Is the association making efforts to have more people living with hearing impairment enrol in school and retain them, the Secretary, Mr Abidemi responded in the affirmative highlighting some of the problems often encountered.
“Over the years, we have been enlightening our people, but most of the challenges they face are lack of funds, parents’ negligence among others,” Abidemi added.
Both men were also emphatic in their responses that the rate of employment for students who manage to graduate is abysmally low and the fact that Abidemi›s’s wife is still unemployed years after graduation is a testimony to that.
Love is a universal language as the saying goes, and obviously those living with hearing impairment also fall in love. Abidemi›s’s wife is also living with hearing impairment. Sunday Tribune asked him how they met.
“Initially, we were just friends and communicating through WhatsApp and Facebook. I love you was always the way we ended our conversations. Before long, we ended up getting married. My wife is an Igbo lady from Imo State also living with hearing impairment but she could speak a little and she is living with their two children in Port Harcourt, Rivers State, where she is doing part-time teaching in a private school,” Abidemi said.
Morakinyo’s wife could speak normally. He met his wife in one of the churches in Okeho, Oyo State, while working there and they started their relationship as friends before it got deeper. He could speak a little, so he was able to converse with his wife’s family members. The relationship lasted six years before they got married.
“My wife is a graduate and she is working in one of the government-owned secondary schools in Oyo town. It is my great joy to see my wife and our child trying to communicate in sign language with me and other friends. It is so funny to see how they are coping with me,” Morakinyo said of his young family.
Adebukola Ayodele Abakpa, 41, is also a person living with hearing impairment. According to her mother, Mrs Esther Odusina, who spoke with Sunday Tribune, when she was born, she was responding to sound around her but after her mother in-law took her to Orun Ekiti when she was just nine months old, things changed.
From time to time, Mrs Odusina was visiting Ekiti to see her daughter but after some time, she noticed that Abakpa was not responding to sound around her like other children, more so that she was over a year old at that time.
It was after sometime that Mrs Odusina learnt that AAbakpa was sick at a time and was unconscious for about three days. The girl was however brought back to Ibadan where she was enrolled at the School for the Deaf, Ijokodo, Ibadan and later proceded to Methodist Grammar School (Special), Bodija, Ibadan, Oyo State. She would later attend College of Education (Special), Oyo, Oyo State.
Abakpa is an only child, raised by her mother alone but today, she is a wonder to those who thought she could not amount to anything in life. Even her father was surprised.

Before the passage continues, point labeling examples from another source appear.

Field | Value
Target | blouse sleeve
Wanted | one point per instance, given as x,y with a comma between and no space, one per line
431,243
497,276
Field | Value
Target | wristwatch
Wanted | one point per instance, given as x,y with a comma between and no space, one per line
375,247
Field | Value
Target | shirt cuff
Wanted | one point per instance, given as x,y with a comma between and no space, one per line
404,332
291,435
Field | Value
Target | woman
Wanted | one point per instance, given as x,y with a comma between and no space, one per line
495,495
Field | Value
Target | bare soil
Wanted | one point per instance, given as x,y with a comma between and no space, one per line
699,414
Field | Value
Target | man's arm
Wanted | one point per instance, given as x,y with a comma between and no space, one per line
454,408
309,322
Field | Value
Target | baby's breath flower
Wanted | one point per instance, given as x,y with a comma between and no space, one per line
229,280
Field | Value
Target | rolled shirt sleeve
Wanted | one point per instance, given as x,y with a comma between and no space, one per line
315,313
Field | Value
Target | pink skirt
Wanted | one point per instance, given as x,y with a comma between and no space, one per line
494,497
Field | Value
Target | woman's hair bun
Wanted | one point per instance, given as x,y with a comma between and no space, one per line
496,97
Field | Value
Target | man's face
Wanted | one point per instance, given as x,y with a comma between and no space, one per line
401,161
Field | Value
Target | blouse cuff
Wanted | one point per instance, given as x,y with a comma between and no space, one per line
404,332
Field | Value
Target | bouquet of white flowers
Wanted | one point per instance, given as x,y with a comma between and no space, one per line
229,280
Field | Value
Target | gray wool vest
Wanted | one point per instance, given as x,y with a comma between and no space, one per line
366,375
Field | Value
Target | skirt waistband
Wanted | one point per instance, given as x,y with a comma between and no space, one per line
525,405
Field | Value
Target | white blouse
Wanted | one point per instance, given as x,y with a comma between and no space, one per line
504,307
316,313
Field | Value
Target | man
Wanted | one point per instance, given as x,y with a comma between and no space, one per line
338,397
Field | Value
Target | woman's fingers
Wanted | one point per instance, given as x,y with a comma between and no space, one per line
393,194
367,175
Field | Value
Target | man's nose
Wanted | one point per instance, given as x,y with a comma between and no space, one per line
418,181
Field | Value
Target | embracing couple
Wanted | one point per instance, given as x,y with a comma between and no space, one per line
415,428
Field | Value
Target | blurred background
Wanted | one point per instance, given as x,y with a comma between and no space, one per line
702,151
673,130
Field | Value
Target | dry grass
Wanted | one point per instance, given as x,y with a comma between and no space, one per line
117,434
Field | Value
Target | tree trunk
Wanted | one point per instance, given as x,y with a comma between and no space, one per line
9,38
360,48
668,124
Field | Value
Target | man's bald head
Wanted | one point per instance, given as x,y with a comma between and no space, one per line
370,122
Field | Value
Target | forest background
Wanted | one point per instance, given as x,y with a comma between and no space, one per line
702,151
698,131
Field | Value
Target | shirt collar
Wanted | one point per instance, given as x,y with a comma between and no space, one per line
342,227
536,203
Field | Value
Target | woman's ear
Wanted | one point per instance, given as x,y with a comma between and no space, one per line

“When she got married some months ago, all her friends came for the wedding from far and wide. Those living with hearing impairment love one another, they all came to support. Even some of her friends are my social media friends,” Mrs Odusina said, reflecting on how things have turned out positively for her daughter.
The wedding was also a surprise to her mother. Abakpa, who attends Deeper Life Church, was already in love with a man also living with hearing impairment. So when officials came from the church wanting her parental consent to the relationship between her and her lover, Abakpa, from Benue State, she was surprised.
Today, Mrs Odusina is an advocate for people living with hearing disabilities, advising parents on how to accept the special nature of their children living with hearing impairment and that with faith in God, they would turn out well.